Vitamins are key, and because you aren’t getting enough in your diet, you will have a strict regimen you must abide by or risk becoming malnourished. They include:
- · 2 chewable multivitamins
- · 2 chewable calcium
- · B12 vitamin sublingual lozenge or strip
- · Vitamin D
- · Iron supplements
For some people this is a large undertaking as iron pills often constipate you and some vitamins can upset your stomach.
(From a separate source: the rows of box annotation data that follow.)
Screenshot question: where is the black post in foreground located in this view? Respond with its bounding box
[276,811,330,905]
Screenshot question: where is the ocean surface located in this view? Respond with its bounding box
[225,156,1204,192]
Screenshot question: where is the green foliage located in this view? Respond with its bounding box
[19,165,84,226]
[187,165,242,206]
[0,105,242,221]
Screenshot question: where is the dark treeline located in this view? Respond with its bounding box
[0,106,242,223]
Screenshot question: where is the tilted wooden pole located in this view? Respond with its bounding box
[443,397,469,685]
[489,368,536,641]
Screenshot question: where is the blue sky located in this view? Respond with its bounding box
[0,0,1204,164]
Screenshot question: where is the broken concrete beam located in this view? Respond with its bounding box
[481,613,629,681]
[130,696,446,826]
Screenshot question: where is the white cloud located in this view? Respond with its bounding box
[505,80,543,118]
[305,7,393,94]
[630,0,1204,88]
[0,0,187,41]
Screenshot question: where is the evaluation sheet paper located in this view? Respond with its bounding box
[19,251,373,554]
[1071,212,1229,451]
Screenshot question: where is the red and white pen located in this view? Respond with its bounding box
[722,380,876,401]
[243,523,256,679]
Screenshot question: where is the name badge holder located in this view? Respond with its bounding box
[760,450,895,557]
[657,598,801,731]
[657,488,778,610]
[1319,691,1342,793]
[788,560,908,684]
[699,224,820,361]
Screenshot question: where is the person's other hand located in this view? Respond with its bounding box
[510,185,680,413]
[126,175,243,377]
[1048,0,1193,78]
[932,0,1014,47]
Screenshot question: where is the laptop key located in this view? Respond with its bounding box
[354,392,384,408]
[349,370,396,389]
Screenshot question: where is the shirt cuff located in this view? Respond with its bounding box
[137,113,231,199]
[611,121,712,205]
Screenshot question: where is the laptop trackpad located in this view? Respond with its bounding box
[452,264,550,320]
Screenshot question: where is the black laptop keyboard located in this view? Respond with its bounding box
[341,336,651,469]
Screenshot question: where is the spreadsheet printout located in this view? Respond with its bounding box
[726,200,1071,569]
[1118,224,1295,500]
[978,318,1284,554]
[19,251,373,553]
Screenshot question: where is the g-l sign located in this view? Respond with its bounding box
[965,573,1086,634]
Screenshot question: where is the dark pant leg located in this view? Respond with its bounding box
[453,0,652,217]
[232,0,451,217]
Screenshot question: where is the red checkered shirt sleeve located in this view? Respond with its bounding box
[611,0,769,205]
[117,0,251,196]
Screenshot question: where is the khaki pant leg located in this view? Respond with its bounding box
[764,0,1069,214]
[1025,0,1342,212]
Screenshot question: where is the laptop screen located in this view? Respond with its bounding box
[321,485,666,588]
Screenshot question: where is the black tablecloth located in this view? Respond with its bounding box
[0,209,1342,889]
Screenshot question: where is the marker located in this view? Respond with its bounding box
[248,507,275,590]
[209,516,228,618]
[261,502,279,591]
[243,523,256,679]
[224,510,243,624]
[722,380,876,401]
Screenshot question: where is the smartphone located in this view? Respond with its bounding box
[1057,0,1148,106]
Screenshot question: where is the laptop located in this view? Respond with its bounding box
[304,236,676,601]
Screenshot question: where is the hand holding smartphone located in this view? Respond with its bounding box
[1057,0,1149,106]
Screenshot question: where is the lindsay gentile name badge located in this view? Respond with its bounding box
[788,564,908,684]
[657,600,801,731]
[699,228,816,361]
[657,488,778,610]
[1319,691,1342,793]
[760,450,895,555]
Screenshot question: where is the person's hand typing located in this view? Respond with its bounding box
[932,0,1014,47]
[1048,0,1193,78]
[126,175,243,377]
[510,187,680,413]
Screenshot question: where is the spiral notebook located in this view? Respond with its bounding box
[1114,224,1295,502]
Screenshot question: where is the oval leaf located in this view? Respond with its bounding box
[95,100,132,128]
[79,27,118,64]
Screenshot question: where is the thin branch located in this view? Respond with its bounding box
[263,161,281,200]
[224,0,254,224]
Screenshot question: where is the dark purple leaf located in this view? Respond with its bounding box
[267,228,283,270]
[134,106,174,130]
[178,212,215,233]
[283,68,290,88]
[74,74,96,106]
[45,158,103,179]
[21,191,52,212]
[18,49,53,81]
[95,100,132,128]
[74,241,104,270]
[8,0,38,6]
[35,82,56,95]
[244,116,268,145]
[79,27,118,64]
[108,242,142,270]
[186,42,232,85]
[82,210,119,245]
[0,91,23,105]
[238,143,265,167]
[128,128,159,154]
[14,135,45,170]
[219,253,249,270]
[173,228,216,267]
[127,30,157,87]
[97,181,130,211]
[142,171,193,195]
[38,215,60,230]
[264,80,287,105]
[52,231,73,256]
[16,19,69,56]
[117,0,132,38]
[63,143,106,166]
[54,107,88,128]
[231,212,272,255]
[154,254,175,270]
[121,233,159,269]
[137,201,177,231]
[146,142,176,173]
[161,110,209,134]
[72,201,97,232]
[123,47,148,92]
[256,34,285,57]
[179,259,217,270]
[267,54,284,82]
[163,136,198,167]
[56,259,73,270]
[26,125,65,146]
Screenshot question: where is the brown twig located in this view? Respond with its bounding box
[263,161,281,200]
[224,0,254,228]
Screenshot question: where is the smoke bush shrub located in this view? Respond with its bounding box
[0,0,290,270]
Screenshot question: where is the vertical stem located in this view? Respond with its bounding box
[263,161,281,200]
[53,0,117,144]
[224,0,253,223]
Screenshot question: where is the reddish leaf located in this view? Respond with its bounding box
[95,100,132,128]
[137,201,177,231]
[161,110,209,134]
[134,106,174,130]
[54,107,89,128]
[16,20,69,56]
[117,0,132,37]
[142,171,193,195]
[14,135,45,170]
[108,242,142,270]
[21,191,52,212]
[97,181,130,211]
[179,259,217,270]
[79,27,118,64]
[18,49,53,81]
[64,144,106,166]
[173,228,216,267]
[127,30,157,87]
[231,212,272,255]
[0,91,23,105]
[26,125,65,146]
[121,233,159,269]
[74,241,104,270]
These are just a few of the requirements so again, I urge you to do your research. Do not take your doctors word for it, this surgery is a business, a big business and represents a great deal of money. I recommend you ask people. Many people don’t ask; they feel a sort of shame because they are considering this surgery, DON”T! This is your life and you need to be well aware of any and all risks.
Not all Bad
I can’t write this article and expect it to have validity if I did not tell you of the benefits of weight-loss surgery because in many cases it does work. The benefits outweigh the risks by a mile. There is even research showing that gastric bypass can reverse the effects of ageing and diabetes and protect against heart disease and cancer. But so does weight-loss the old fashioned way, diet and exercise.
I will end with this; my wife is suffering right now. She is laying in a bed at VCU hoping they can find answers, hoping they can find a way to stop the pain and allow her to live a normal life. We have heard the words, “fatal condition” several times, however she continues to fight. She has lost almost 90 pounds since May, for that she is grateful. Her blood pressure is normal and she hasn’t had a syncope issue in months, so the results were positive, but the cost has been unbearable.